Record Purpose Example value
A Maps hostname to IPv4 address 93.184.216.34
AAAA Maps hostname to IPv6 address 2606:2800:220:1::68
CNAME Alias — points to another hostname example.com
MX Mail server for the domain 10 mail.example.com
TXT Arbitrary text — SPF, DKIM, domain verify v=spf1 include:sendgrid.net ~all
NS Authoritative nameservers for domain ns1.hostinger.com
SOA Start of Authority — zone metadata ns1.example.com admin@example.com

Frequently asked questions

How long does DNS propagation take?

Propagation depends on the TTL of the old record. TTL 86400 (24 hours) means caching resolvers keep the old value for up to 24 hours. TTL 300 (5 minutes) means fast propagation. To speed up a migration, lower the TTL to 300 a few days before the change — then change the record and propagation completes in minutes.

What is the difference between a CNAME and an A record?

An A record maps a hostname to an IPv4 address. A CNAME maps a hostname to another hostname; the resolver follows the chain to find an A record. CNAME records cannot coexist with other records at the zone apex (root domain). Use ALIAS or ANAME records (where supported) for apex domain flexibility.

Why do different DNS resolvers show different results?

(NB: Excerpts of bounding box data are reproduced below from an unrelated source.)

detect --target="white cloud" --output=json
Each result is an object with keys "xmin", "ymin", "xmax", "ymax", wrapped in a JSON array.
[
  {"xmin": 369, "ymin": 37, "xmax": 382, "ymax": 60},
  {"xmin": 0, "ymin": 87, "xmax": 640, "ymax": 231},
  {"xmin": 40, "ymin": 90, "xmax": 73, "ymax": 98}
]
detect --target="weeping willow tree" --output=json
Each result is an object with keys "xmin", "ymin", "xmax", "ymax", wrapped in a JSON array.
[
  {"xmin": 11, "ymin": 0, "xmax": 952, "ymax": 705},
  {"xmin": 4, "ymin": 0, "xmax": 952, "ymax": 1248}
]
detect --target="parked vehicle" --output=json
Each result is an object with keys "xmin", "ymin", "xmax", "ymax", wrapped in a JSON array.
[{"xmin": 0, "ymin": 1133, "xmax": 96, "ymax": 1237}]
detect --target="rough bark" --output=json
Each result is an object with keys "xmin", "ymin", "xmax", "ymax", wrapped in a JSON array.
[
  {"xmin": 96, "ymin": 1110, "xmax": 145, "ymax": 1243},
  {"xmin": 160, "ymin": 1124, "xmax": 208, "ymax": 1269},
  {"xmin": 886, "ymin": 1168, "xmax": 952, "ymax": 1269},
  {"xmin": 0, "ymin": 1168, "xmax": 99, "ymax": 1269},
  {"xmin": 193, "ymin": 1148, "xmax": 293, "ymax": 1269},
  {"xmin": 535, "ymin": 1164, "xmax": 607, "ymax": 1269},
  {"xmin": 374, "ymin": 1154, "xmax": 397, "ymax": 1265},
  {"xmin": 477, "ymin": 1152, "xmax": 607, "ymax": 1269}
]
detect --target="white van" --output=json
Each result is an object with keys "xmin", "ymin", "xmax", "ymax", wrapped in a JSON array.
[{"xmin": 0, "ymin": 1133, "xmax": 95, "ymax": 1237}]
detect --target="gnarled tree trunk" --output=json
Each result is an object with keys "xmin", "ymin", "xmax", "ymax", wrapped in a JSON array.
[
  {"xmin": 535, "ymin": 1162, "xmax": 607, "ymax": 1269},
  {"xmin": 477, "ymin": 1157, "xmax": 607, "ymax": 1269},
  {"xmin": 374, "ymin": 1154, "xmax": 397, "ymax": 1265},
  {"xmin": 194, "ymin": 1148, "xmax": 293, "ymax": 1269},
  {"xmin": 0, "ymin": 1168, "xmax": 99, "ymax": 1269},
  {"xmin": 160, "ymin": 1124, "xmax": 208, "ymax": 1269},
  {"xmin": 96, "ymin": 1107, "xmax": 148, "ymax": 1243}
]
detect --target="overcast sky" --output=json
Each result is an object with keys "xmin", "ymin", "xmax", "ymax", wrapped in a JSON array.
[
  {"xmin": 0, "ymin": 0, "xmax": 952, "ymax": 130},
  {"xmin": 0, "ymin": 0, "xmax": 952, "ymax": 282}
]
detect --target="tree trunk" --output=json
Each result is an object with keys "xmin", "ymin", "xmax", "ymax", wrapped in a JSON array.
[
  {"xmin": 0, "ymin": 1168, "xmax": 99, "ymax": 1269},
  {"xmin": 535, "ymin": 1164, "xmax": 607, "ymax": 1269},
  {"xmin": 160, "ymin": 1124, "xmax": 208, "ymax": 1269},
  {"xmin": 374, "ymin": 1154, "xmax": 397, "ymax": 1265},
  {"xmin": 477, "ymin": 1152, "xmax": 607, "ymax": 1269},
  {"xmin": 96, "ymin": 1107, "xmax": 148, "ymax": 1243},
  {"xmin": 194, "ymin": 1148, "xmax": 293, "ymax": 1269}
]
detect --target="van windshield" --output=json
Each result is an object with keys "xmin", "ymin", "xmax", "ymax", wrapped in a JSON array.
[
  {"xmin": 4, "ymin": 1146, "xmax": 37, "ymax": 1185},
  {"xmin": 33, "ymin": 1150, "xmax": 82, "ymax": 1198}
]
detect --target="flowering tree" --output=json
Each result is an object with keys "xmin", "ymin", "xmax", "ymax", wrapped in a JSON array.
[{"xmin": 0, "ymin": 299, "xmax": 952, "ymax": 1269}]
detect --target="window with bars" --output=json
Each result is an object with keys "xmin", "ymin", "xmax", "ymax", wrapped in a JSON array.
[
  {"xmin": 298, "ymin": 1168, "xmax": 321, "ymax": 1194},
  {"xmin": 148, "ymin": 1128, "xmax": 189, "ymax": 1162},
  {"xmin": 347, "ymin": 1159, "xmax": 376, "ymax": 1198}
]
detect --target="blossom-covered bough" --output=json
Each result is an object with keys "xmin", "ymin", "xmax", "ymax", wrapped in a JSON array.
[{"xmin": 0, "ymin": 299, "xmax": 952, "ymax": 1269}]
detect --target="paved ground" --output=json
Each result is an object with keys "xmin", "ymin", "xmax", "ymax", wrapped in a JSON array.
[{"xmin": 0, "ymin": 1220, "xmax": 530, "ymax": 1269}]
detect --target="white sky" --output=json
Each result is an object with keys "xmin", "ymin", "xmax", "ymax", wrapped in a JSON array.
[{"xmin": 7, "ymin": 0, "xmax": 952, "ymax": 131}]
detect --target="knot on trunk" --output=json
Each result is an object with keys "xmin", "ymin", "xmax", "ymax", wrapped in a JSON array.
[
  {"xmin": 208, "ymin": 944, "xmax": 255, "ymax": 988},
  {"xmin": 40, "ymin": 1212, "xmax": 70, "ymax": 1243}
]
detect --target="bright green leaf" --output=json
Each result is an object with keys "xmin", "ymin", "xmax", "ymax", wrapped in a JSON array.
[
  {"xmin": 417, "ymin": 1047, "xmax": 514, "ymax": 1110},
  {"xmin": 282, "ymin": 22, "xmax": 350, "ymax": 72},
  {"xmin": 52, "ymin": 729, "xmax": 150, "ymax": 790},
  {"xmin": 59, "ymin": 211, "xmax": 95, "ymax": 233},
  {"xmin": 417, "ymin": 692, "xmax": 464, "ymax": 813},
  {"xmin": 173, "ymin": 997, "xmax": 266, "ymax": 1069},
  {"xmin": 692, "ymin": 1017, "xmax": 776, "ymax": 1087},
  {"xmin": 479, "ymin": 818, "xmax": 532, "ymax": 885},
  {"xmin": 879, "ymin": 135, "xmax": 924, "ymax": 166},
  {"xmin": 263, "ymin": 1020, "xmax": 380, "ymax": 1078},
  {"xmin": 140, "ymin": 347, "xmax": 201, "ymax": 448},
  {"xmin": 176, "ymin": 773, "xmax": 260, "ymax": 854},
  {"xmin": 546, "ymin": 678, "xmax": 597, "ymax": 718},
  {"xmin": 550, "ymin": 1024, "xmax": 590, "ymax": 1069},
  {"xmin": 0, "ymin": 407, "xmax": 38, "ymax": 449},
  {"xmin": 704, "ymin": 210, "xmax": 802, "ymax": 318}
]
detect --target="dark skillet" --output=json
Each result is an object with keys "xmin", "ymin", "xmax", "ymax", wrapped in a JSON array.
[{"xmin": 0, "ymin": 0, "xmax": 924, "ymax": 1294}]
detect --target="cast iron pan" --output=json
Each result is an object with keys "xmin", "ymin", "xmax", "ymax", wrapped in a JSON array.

Each resolver has its own cache. After a DNS change, some resolvers still have the old record cached until its TTL expires. Others queried the authoritative nameserver recently and have the new record. This is what propagation means — all caches worldwide take time to expire and pick up the new value.

What is an MX record and why does it have a priority?

An MX record specifies which mail server handles email for a domain. The priority number (lower = preferred) allows fallback: if the primary server (priority 10) is unreachable, the sender tries the secondary (priority 20). Most domains today use a single MX pointing to Google Workspace or Microsoft 365.